It has been suggested that the use of rule-base systems can eliminate the potential for error in the first two areas. Potential errors in relation to semantic complexity and the exercise of discretion can also be minimised through the use of appropriate commentary, which codifies relevant policies and rules, as an adjunct to the rule-base system. A rule-base system cannot directly support the making of a judgment in a complex case, but it can automate and control the process used by the decision maker to reach a judgment. It can improve the accuracy and consistency of decision making by facilitating the same interpretation of the rules in each case.
An interview using a rule-base system can help with gathering information from a client; it can determine the facts on which a decision will be based and thus identify what requires proof and then provide the client with a list of the evidence required. Once the necessary evidence has been identified, a rule-base system can be a useful adjunct to the consideration of evidence. It can load the case and begin a tailored evidentiary investigation; it can focus the assessor’s mind on the consideration of each item of evidence, the requirements for that item, and the need for accountability in the consideration of evidence. However, it ‘… cannot and should not attempt to automate the judgment of the quality of evidence’: this should be the primary task of assessment staff.
The rule-base can also provide a comprehensive record of the consideration of the evidence, as well as the basis for monitoring and auditing.
Comcare advised the Council that an external audit of its decision making was conducted six months after the rule-base system was implemented. The audit focused on accuracy and consistency in decision making and found that there was a 70 per cent improvement in those areas following introduction of the system.
Using a rule-base system promotes consistency in decision making across jurisdictions. The process of developing a rule-base and the accompanying commentary also throws up matters in relation to which an agency’s policy has not been recorded, is limited or does not exist. This prompts the agency to develop policies on those matters and thereby promotes consistency.
‘Workarounds’ and potential manipulation of the system also affect consistency. A ‘workaround’ describes a formal or informal process whereby the rule-base is not followed because, for example, it is out of date or the user does not consider it produces the correct result. This is discussed in greater detail in Section 4.2.
The accuracy and consistency rule-base systems can offer is relevant to the administrative law values of fairness and rationality.
If legislation that the rule-base models is amended or errors in the rule-base are detected, the rule-base needs to be amended quickly.
Rule-base systems can readily accommodate legislative change. They can also show the legislative rules as they were at a particular time in the past, obviating the need for the relevant legislation to be reconstructed by an officer. This is particularly useful with old cases.
If an error is identified in a rule-base, those affected can be identified and the appropriate determination then made. The rule-base can be corrected and officers using it from then on will be relying on an accurate, consistent set of rules. The difference between this and a manual system is that with the latter there is less guarantee that all officers will become aware of the error quickly and modify their practices; there is also no easy way of identifying past erroneous decisions. With the rule-base, there is no need to send memos or circulars advising of a change or error because amending the rule-base performs that function.
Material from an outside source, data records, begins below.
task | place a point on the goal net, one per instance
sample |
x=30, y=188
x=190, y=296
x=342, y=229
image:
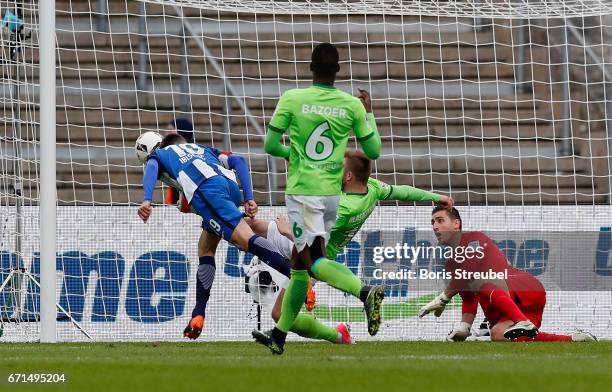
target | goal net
x=504, y=105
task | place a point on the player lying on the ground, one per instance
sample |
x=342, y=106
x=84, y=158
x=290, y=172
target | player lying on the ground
x=207, y=177
x=513, y=306
x=360, y=194
x=318, y=120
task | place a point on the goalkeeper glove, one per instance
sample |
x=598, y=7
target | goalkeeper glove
x=437, y=306
x=183, y=205
x=460, y=332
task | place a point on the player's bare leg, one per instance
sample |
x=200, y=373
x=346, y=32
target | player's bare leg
x=207, y=247
x=258, y=226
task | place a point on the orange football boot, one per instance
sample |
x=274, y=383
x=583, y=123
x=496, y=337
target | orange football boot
x=194, y=328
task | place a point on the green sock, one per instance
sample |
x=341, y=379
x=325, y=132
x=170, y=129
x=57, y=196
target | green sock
x=295, y=295
x=307, y=326
x=337, y=275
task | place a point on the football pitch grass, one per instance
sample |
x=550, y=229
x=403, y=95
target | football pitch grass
x=365, y=366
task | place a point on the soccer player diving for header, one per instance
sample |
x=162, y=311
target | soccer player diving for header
x=318, y=120
x=513, y=304
x=208, y=180
x=360, y=195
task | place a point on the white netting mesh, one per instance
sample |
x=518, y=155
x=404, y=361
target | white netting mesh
x=507, y=9
x=500, y=104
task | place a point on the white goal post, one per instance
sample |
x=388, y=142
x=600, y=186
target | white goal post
x=506, y=105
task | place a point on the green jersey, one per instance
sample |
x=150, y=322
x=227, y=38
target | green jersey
x=355, y=208
x=318, y=120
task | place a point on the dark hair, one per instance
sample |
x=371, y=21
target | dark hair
x=172, y=138
x=324, y=60
x=184, y=127
x=453, y=213
x=358, y=164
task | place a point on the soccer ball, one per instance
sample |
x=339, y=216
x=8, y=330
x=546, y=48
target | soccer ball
x=145, y=144
x=260, y=284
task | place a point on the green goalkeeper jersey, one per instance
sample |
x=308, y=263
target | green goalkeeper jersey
x=355, y=208
x=318, y=120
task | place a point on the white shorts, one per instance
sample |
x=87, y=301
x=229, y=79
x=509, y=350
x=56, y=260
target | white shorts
x=311, y=217
x=282, y=243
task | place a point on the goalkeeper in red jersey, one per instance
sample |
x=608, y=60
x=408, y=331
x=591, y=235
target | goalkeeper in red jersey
x=512, y=300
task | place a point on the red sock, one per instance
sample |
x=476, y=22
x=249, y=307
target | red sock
x=502, y=301
x=544, y=337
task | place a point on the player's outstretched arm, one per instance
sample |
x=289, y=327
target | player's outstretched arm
x=365, y=127
x=278, y=124
x=274, y=144
x=463, y=329
x=438, y=304
x=148, y=184
x=409, y=193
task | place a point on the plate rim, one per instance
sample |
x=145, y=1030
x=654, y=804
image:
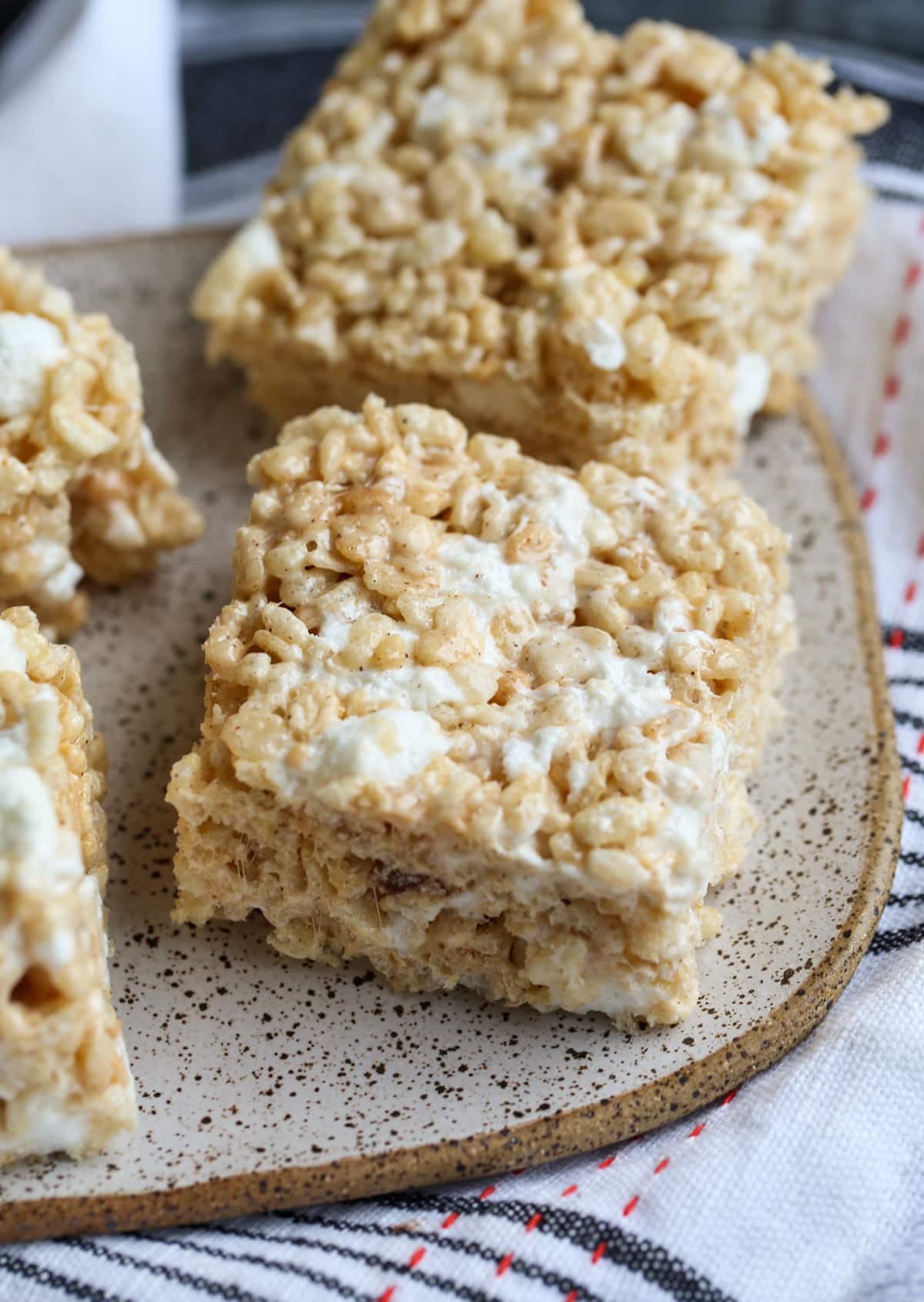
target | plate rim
x=582, y=1129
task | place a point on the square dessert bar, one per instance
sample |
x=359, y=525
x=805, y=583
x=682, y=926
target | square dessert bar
x=82, y=487
x=480, y=720
x=64, y=1079
x=541, y=227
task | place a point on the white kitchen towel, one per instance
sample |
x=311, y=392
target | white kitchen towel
x=90, y=137
x=808, y=1183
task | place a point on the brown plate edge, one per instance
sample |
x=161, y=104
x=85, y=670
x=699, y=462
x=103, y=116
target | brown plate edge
x=565, y=1133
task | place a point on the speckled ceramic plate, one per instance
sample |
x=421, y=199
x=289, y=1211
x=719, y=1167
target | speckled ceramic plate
x=269, y=1083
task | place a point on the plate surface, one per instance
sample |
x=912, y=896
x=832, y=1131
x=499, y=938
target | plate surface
x=269, y=1083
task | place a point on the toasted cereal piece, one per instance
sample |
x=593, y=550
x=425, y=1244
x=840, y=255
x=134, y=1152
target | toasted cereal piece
x=82, y=487
x=554, y=233
x=480, y=720
x=64, y=1077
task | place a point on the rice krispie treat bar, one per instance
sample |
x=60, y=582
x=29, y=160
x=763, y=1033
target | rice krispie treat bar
x=64, y=1079
x=82, y=487
x=544, y=228
x=480, y=720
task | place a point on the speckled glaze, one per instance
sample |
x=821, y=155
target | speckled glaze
x=269, y=1083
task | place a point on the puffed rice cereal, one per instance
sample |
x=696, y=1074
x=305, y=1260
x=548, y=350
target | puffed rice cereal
x=480, y=720
x=608, y=247
x=82, y=487
x=64, y=1077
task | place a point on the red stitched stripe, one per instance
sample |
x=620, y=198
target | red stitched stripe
x=503, y=1264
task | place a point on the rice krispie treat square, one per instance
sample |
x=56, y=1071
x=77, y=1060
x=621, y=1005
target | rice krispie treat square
x=64, y=1077
x=82, y=487
x=480, y=720
x=556, y=233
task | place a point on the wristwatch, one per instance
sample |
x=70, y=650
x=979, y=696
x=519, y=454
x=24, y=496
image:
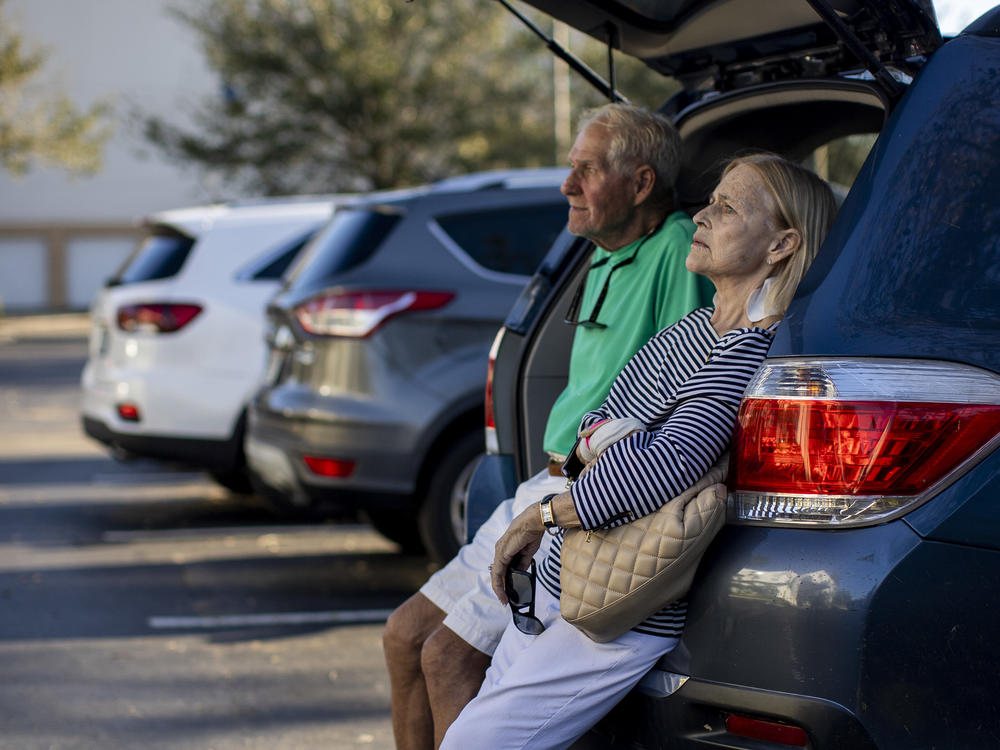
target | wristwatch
x=545, y=508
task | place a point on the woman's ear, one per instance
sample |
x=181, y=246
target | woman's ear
x=787, y=243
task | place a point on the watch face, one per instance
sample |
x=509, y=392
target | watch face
x=546, y=508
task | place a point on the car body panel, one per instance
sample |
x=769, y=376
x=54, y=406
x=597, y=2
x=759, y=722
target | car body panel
x=899, y=206
x=191, y=386
x=688, y=39
x=396, y=400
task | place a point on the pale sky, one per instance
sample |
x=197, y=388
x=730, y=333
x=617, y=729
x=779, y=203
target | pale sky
x=955, y=15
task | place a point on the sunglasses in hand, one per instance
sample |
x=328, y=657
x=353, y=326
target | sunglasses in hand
x=520, y=588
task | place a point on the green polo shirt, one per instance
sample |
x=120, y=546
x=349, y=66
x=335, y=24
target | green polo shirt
x=651, y=292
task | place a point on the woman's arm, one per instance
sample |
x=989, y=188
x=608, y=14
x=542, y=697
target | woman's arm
x=639, y=473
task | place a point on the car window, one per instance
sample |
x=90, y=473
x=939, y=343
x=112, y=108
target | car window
x=275, y=263
x=510, y=240
x=840, y=160
x=159, y=256
x=350, y=238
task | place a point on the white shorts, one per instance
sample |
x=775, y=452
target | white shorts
x=543, y=692
x=462, y=587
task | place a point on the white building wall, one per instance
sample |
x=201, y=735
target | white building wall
x=136, y=55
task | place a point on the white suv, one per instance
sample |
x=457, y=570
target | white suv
x=177, y=345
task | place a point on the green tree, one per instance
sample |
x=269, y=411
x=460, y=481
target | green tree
x=323, y=95
x=38, y=126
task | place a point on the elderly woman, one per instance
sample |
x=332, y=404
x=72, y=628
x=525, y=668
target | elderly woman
x=759, y=233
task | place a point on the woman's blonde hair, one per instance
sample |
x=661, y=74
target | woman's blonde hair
x=805, y=203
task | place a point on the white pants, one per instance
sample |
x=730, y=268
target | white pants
x=546, y=691
x=462, y=587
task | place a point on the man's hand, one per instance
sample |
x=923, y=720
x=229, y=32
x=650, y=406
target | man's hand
x=516, y=547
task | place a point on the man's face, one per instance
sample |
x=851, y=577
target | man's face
x=601, y=201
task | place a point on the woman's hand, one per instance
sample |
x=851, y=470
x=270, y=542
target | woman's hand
x=516, y=547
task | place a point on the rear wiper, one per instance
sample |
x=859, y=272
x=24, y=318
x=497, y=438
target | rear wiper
x=883, y=77
x=606, y=89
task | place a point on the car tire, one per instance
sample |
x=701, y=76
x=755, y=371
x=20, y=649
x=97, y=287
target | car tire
x=441, y=518
x=235, y=480
x=397, y=526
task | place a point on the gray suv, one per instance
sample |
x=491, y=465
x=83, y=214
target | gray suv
x=373, y=395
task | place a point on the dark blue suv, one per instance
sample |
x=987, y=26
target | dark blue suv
x=852, y=601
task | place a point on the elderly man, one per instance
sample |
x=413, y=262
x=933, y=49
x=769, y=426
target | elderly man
x=623, y=163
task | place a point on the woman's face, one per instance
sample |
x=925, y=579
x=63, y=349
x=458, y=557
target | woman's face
x=736, y=229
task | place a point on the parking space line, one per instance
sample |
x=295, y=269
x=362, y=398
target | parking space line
x=356, y=616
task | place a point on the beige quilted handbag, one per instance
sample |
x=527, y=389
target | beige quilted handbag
x=614, y=579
What has been the effect of the use of rule-base systems on the accuracy and the consistency of primary decisions?
Can you provide statistics on the accuracy and consistency of primary decisions made before and after implementation of the rule-base system?
Has your agency’s decision-making ability pre- and post-introduction been scrutinised in an external audit like that undergone by Comcare?
Rule-base systems can decrease the time and cost associated with making administrative decisions; this is relevant to the administrative law value of efficiency. At the Department of Veterans’ Affairs, use of the Compensation Claims Processing System enabled the department to substantially improve its performance in finalising primary claims. In 1996 the department evaluated the system’s implementation; the report of the evaluation noted that the average time taken to process primary-level decisions fell from 157 days in 1991–92 to 102 days in 1995–96. (The average time taken to process primary claims fell further, to around 73 days). Between 1991–92 and 1995–96 the average cost per case dropped from $868 to $541.
On the other hand, rule-base systems can be time-consuming and expensive to create and difficult to maintain. Each time a legislative amendment is passed or a new court or tribunal decision affects the interpretation of an existing provision, the rule-base needs to be amended. If this is not done the rule-base is inaccurate. At least one agency noted that cost was an inhibiting factor in keeping the rule-base up to date. Some agencies are building the capability to maintain the rule-base in house because they think that will be more cost efficient.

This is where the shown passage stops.